Após decreto de situação de emergência, secretário anuncia 115 mortes em Goiás
Decreto assinado por Daniel Vilela permite compras sem licitação e abertura de leitos; cobertura vacinal no estado está abaixo da média.

O Governo de Goiás decretou situação de emergência em saúde pública por 180 dias devido ao avanço da Síndrome Respiratória Aguda Grave (SRAG). A medida foi assinada pelo governador Daniel Vilela após o estado registrar 2.560 casos e 115 mortes em 2026.
A SRAG é uma infecção pulmonar severa, frequentemente associada a vírus como influenza, Covid-19 e o vírus sincicial respiratório, e pode levar a quadros graves que exigem internação.
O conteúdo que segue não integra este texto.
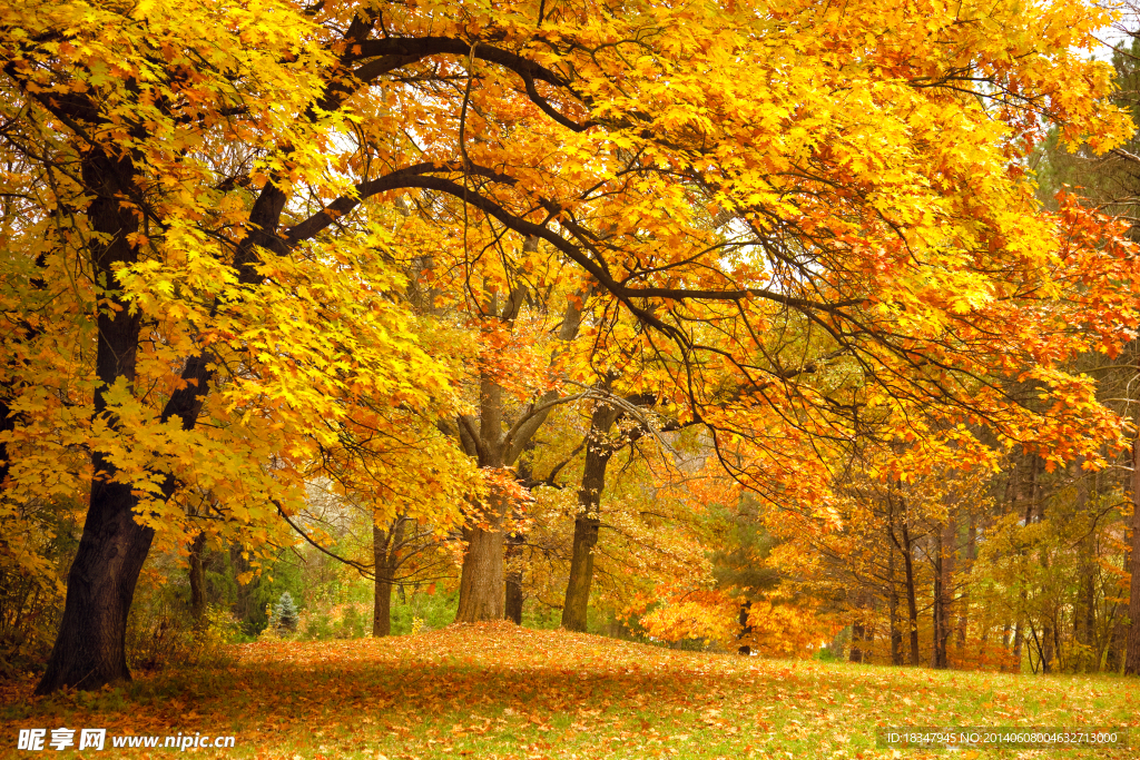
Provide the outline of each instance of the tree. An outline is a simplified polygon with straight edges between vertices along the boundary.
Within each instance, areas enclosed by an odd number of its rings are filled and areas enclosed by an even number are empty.
[[[1086,453],[1115,419],[1053,368],[1073,341],[1044,303],[1056,224],[1018,161],[1042,115],[1094,147],[1125,132],[1106,67],[1070,52],[1102,19],[1012,0],[8,9],[3,149],[52,189],[5,260],[28,325],[3,343],[5,498],[92,452],[62,468],[89,507],[39,690],[129,677],[135,581],[190,484],[263,539],[329,452],[373,440],[383,461],[376,431],[455,417],[391,296],[424,238],[492,319],[528,261],[564,268],[594,294],[589,361],[635,367],[759,492],[899,399]],[[414,213],[393,232],[394,194]],[[767,350],[781,321],[807,353]],[[977,377],[1026,366],[1047,412]],[[466,435],[507,467],[520,436],[479,385]],[[502,496],[423,473],[482,504],[461,619],[500,618]]]
[[[298,618],[296,605],[288,591],[282,591],[282,598],[274,607],[274,627],[278,632],[296,632]]]

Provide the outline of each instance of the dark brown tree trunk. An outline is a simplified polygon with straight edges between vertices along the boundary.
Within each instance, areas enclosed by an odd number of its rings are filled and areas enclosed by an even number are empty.
[[[388,636],[392,632],[392,588],[396,571],[400,566],[400,544],[407,521],[397,517],[391,530],[372,526],[373,602],[372,635]]]
[[[939,537],[938,544],[935,547],[935,559],[934,559],[934,599],[930,605],[931,612],[931,646],[930,646],[930,667],[931,668],[945,668],[946,667],[946,637],[944,636],[944,630],[946,629],[946,595],[945,595],[945,578],[943,577],[943,563],[944,557],[942,555],[942,540]]]
[[[239,544],[229,547],[229,566],[237,586],[234,596],[234,616],[250,626],[254,622],[253,589],[256,588],[258,579],[254,578],[249,583],[242,582],[242,575],[250,571],[250,561],[245,558],[244,548]]]
[[[934,646],[930,667],[950,667],[951,612],[953,608],[954,541],[958,529],[953,512],[937,533],[934,569]]]
[[[978,525],[974,516],[970,515],[970,526],[966,533],[966,567],[963,573],[974,574],[974,563],[978,558]],[[960,585],[961,586],[961,585]],[[958,648],[964,652],[966,637],[970,626],[970,604],[967,593],[963,591],[958,597]]]
[[[505,616],[502,506],[495,499],[489,506],[492,516],[487,528],[477,526],[463,532],[467,553],[463,557],[459,575],[459,608],[455,614],[458,623],[503,620]]]
[[[736,636],[736,638],[747,639],[749,636],[752,635],[752,626],[751,623],[748,622],[748,616],[749,614],[751,614],[751,612],[752,612],[751,602],[744,602],[743,604],[740,605],[740,616],[738,619],[740,622],[740,634]],[[740,646],[740,648],[736,649],[736,652],[739,654],[751,655],[752,647],[750,647],[747,644],[743,644]]]
[[[483,373],[479,382],[479,432],[472,446],[480,467],[505,464],[503,442],[503,389]],[[503,578],[503,518],[507,505],[503,495],[489,493],[474,515],[474,525],[464,529],[467,549],[459,574],[457,623],[503,620],[505,580]]]
[[[857,619],[852,623],[852,649],[847,655],[848,662],[863,662],[863,639],[865,637],[866,627],[863,624],[862,618]]]
[[[206,548],[206,534],[198,533],[190,542],[190,614],[195,626],[202,626],[206,613],[205,573],[202,569],[202,555]]]
[[[523,542],[523,537],[519,533],[511,533],[506,537],[506,561],[507,565],[519,556],[519,547]],[[515,626],[522,624],[522,570],[508,570],[506,574],[506,619]]]
[[[903,664],[903,630],[898,620],[898,583],[895,581],[895,553],[887,554],[887,610],[890,616],[890,664]]]
[[[523,250],[537,251],[538,239],[528,238]],[[496,297],[490,299],[490,312],[504,324],[513,324],[526,296],[524,288],[516,288],[499,310]],[[559,337],[570,341],[578,332],[581,311],[572,303],[567,305]],[[470,417],[459,418],[459,441],[464,450],[478,458],[480,467],[510,467],[519,458],[549,415],[549,404],[557,399],[555,392],[543,395],[531,404],[523,417],[504,432],[503,389],[487,373],[479,382],[479,425]],[[499,495],[490,495],[477,524],[464,530],[467,549],[459,577],[459,608],[456,622],[503,620],[505,614],[506,579],[503,572],[503,523],[510,505]]]
[[[919,604],[914,593],[914,553],[911,546],[911,531],[903,522],[903,572],[906,579],[906,624],[910,628],[911,664],[919,664]]]
[[[579,513],[573,523],[570,579],[562,607],[562,628],[571,631],[586,630],[589,587],[594,581],[594,547],[597,546],[597,530],[601,525],[598,507],[605,490],[605,468],[613,456],[613,444],[608,433],[617,418],[618,411],[604,403],[594,407],[591,417],[581,488],[578,489]]]
[[[1129,632],[1124,675],[1140,676],[1140,438],[1132,443],[1132,582],[1129,590]]]
[[[115,291],[114,269],[137,261],[138,251],[127,236],[138,231],[135,211],[122,198],[141,195],[135,186],[129,158],[113,160],[100,150],[83,157],[81,172],[95,195],[88,207],[91,228],[107,236],[91,240],[92,273],[109,301],[99,310],[95,416],[112,430],[119,420],[108,414],[106,392],[116,382],[135,382],[140,329],[138,311],[131,313]],[[130,680],[127,668],[127,615],[135,583],[150,550],[154,531],[135,521],[137,499],[131,483],[113,482],[119,468],[101,451],[91,458],[96,474],[79,550],[67,573],[67,597],[59,634],[36,694],[64,687],[98,689]]]

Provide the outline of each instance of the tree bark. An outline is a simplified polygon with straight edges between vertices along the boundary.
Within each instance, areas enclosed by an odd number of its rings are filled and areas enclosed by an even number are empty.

Na prática, o decreto permite ao estado agilizar a resposta à crise, com abertura e reforço de leitos de UTI e enfermaria com suporte ventilatório, além da contratação temporária de profissionais da saúde. Também ficam autorizadas compras emergenciais de insumos, equipamentos e serviços, com dispensa de licitação enquanto durar a situação.
O texto prevê ainda a criação de um centro de operações, coordenado pela Secretaria de Estado da Saúde, para monitorar os casos e organizar as ações de enfrentamento. O governo poderá remanejar servidores e requisitar bens e serviços, caso necessário.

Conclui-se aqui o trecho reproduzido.